# Good DHIR approved scale



## Halo-M Nubians (Oct 26, 2007)

Hi, 

I'm taking the leap and going on test next year. Thought I might ask for a scale for christmas. Can anyone suggest a good one and where to purchase-Thanks! 
I've seen hanging ones and digital platform style. Not sure what is more convenient.


----------



## Kaye White (Oct 25, 2007)

Most everyone uses a hanging scale.
After shopping around I found this one (1st one) and it just tested within a 1/10th of a lb again.

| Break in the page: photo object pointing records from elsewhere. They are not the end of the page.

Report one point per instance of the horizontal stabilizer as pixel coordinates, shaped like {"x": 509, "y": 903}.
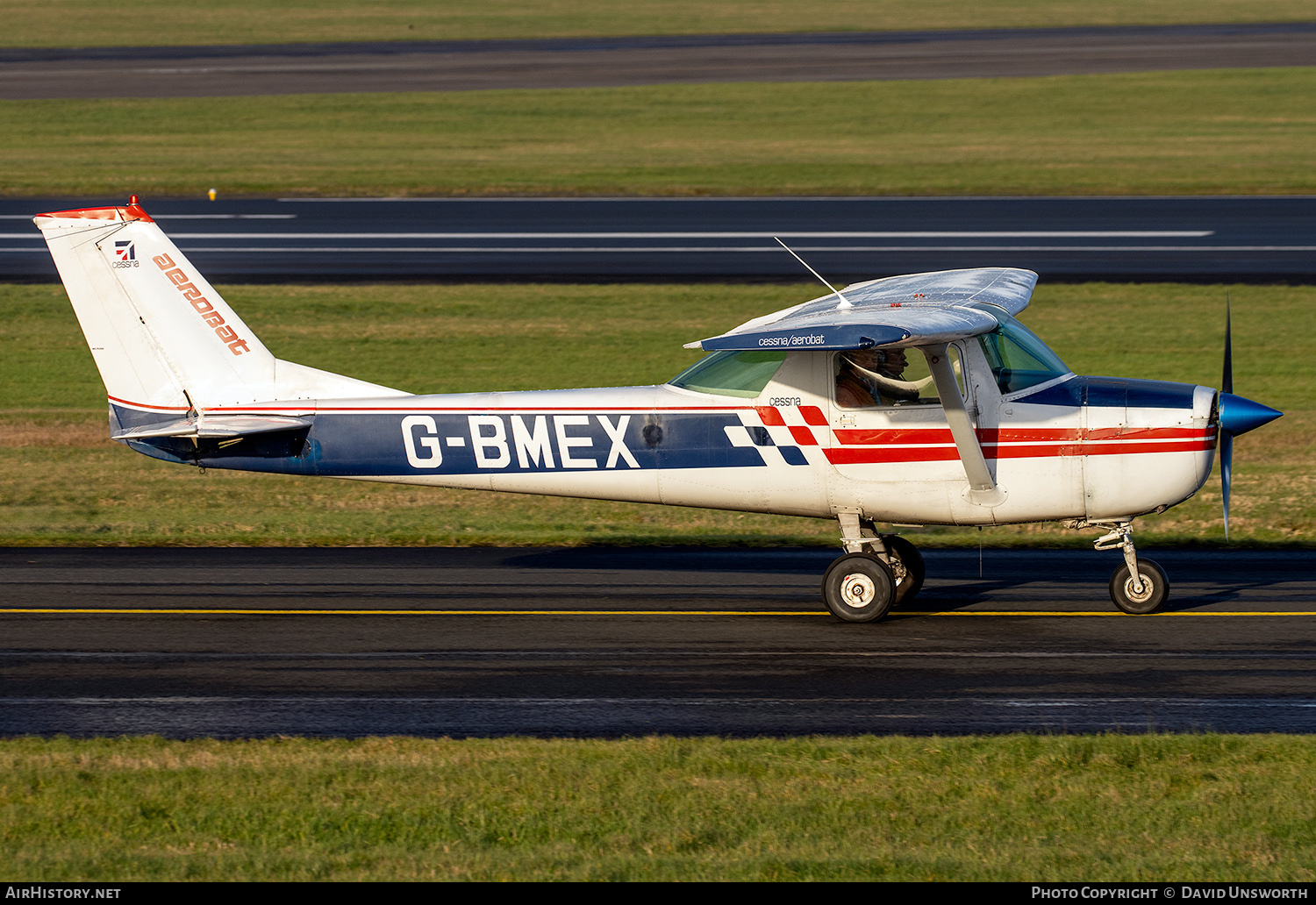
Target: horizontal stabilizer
{"x": 221, "y": 426}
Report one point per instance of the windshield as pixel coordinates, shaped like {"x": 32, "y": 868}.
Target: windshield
{"x": 1018, "y": 358}
{"x": 731, "y": 374}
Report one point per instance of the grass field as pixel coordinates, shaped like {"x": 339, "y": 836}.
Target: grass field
{"x": 1232, "y": 132}
{"x": 62, "y": 481}
{"x": 1005, "y": 808}
{"x": 76, "y": 23}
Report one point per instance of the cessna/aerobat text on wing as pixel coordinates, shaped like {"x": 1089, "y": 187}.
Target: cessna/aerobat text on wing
{"x": 915, "y": 400}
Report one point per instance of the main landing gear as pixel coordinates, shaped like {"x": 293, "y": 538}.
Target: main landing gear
{"x": 1137, "y": 586}
{"x": 863, "y": 584}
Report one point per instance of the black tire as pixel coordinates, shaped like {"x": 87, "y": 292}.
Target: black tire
{"x": 910, "y": 586}
{"x": 858, "y": 588}
{"x": 1157, "y": 588}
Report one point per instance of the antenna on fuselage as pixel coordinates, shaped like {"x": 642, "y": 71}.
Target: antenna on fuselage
{"x": 845, "y": 303}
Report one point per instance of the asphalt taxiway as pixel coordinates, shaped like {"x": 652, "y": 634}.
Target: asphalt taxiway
{"x": 208, "y": 71}
{"x": 663, "y": 239}
{"x": 634, "y": 641}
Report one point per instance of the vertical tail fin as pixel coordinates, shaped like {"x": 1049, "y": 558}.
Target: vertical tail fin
{"x": 161, "y": 334}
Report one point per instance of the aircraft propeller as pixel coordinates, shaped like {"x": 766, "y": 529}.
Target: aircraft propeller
{"x": 1234, "y": 416}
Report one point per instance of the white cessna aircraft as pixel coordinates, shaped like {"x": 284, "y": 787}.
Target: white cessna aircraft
{"x": 912, "y": 400}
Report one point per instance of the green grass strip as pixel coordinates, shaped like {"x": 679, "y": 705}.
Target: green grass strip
{"x": 1153, "y": 133}
{"x": 1000, "y": 808}
{"x": 75, "y": 23}
{"x": 63, "y": 483}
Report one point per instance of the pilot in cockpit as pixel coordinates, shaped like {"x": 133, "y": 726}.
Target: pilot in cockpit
{"x": 876, "y": 376}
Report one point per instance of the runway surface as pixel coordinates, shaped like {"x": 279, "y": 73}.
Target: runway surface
{"x": 210, "y": 71}
{"x": 612, "y": 642}
{"x": 663, "y": 239}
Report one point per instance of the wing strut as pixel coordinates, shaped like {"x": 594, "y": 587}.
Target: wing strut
{"x": 982, "y": 489}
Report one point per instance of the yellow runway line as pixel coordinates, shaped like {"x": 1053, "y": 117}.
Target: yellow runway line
{"x": 55, "y": 610}
{"x": 412, "y": 612}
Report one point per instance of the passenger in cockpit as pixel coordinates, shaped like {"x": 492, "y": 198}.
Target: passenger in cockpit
{"x": 874, "y": 376}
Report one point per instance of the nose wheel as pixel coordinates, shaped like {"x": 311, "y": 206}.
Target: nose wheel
{"x": 1137, "y": 586}
{"x": 1144, "y": 596}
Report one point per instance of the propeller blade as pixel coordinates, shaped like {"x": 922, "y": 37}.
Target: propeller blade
{"x": 1227, "y": 381}
{"x": 1226, "y": 462}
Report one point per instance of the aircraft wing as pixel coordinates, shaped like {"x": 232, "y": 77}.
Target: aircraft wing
{"x": 919, "y": 310}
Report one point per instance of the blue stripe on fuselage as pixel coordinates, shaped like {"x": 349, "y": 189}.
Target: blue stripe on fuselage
{"x": 468, "y": 444}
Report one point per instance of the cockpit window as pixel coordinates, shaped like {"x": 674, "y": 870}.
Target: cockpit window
{"x": 874, "y": 378}
{"x": 1018, "y": 358}
{"x": 731, "y": 374}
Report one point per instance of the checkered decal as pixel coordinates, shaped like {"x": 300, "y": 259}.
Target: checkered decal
{"x": 789, "y": 431}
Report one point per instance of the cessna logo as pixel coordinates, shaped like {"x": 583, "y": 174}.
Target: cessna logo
{"x": 236, "y": 344}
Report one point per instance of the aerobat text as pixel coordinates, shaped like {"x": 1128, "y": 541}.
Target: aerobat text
{"x": 236, "y": 344}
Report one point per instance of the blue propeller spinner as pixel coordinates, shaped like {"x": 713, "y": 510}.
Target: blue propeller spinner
{"x": 1236, "y": 416}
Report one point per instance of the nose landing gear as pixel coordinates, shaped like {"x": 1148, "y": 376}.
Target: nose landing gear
{"x": 1137, "y": 586}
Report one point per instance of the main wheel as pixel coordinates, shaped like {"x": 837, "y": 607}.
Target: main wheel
{"x": 908, "y": 584}
{"x": 1155, "y": 588}
{"x": 858, "y": 588}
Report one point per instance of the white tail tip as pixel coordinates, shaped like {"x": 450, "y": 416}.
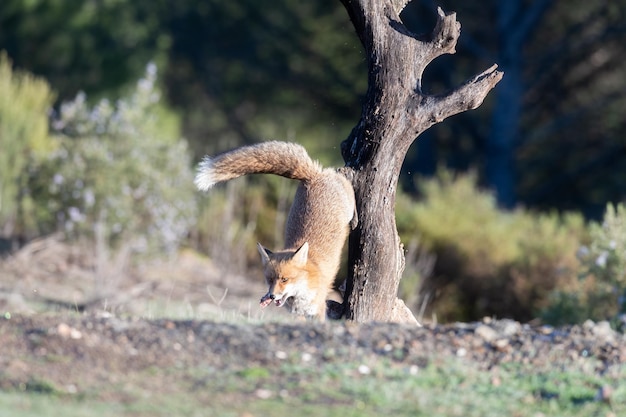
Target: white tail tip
{"x": 205, "y": 178}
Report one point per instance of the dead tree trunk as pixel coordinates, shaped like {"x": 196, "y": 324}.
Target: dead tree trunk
{"x": 395, "y": 112}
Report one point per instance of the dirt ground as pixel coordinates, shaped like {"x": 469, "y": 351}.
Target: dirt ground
{"x": 67, "y": 325}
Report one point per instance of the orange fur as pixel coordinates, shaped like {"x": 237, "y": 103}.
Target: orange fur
{"x": 300, "y": 276}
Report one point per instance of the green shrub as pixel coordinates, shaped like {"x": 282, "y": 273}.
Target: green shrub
{"x": 488, "y": 261}
{"x": 120, "y": 173}
{"x": 600, "y": 291}
{"x": 25, "y": 101}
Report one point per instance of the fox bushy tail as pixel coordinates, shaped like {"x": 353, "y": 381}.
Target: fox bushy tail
{"x": 280, "y": 158}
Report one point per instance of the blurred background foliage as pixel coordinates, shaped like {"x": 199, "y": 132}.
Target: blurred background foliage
{"x": 497, "y": 202}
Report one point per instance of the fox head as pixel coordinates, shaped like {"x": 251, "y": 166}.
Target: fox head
{"x": 285, "y": 274}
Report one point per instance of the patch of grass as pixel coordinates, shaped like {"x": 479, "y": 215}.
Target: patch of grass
{"x": 369, "y": 387}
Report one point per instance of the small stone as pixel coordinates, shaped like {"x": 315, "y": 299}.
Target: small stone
{"x": 364, "y": 370}
{"x": 486, "y": 333}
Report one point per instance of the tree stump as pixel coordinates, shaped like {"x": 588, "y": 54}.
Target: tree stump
{"x": 395, "y": 112}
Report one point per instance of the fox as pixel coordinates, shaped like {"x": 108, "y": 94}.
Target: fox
{"x": 300, "y": 276}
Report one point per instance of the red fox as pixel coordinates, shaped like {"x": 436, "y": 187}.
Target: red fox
{"x": 300, "y": 276}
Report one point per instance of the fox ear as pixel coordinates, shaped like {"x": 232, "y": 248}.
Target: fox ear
{"x": 301, "y": 255}
{"x": 265, "y": 254}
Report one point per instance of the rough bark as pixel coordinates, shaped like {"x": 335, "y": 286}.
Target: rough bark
{"x": 395, "y": 112}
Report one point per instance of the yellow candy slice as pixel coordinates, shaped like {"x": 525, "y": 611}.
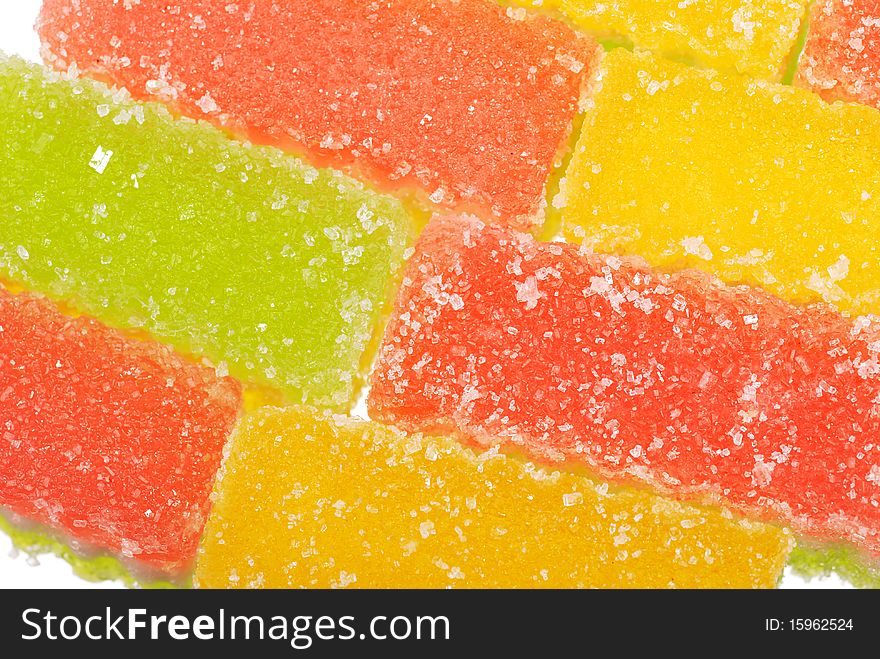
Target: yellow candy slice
{"x": 326, "y": 501}
{"x": 755, "y": 182}
{"x": 755, "y": 37}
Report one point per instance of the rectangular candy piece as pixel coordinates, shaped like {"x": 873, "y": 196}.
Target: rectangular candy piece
{"x": 267, "y": 266}
{"x": 452, "y": 97}
{"x": 310, "y": 500}
{"x": 695, "y": 388}
{"x": 755, "y": 182}
{"x": 755, "y": 37}
{"x": 841, "y": 59}
{"x": 111, "y": 441}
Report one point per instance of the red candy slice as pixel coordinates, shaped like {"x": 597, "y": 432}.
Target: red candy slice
{"x": 453, "y": 96}
{"x": 113, "y": 442}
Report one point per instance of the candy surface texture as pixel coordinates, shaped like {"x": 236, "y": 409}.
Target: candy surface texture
{"x": 110, "y": 441}
{"x": 451, "y": 97}
{"x": 317, "y": 501}
{"x": 755, "y": 182}
{"x": 677, "y": 381}
{"x": 276, "y": 271}
{"x": 841, "y": 60}
{"x": 754, "y": 37}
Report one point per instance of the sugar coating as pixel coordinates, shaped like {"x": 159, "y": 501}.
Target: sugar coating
{"x": 453, "y": 97}
{"x": 695, "y": 388}
{"x": 312, "y": 500}
{"x": 112, "y": 441}
{"x": 754, "y": 182}
{"x": 276, "y": 271}
{"x": 754, "y": 37}
{"x": 841, "y": 59}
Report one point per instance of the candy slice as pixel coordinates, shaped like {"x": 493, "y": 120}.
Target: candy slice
{"x": 111, "y": 441}
{"x": 841, "y": 59}
{"x": 267, "y": 266}
{"x": 754, "y": 182}
{"x": 326, "y": 501}
{"x": 754, "y": 37}
{"x": 451, "y": 96}
{"x": 695, "y": 388}
{"x": 810, "y": 562}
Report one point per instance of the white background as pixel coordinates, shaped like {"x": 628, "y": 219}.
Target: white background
{"x": 17, "y": 36}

http://www.enasco.com/top/320/Milking+Supplies+&+Equipment/Scales/?configAction=y

:blush Course I did have to chisel fly poop off it to be able to take it for certification. :rolleyes Should have seen TSA when I showed them what was round and looked like a land mine in my suitcase on the way to Convention. :laughcry
Kaye


----------



## Odeon (Oct 26, 2007)

Too funny Kaye, you do know that a large freezer, zip-lock bag with a hole cut in the center of the bottom will slip over your scale,and protect it from fly-poop!

The Palouse brand hanging scale is one of the best. I think Hoeggers carries them.

Ken


----------



## Kaye White (Oct 25, 2007)

:biggrin, :lol


> zip-lock bag with a hole cut in the center of the bottom will slip over your scale,and protect it from fly-poop!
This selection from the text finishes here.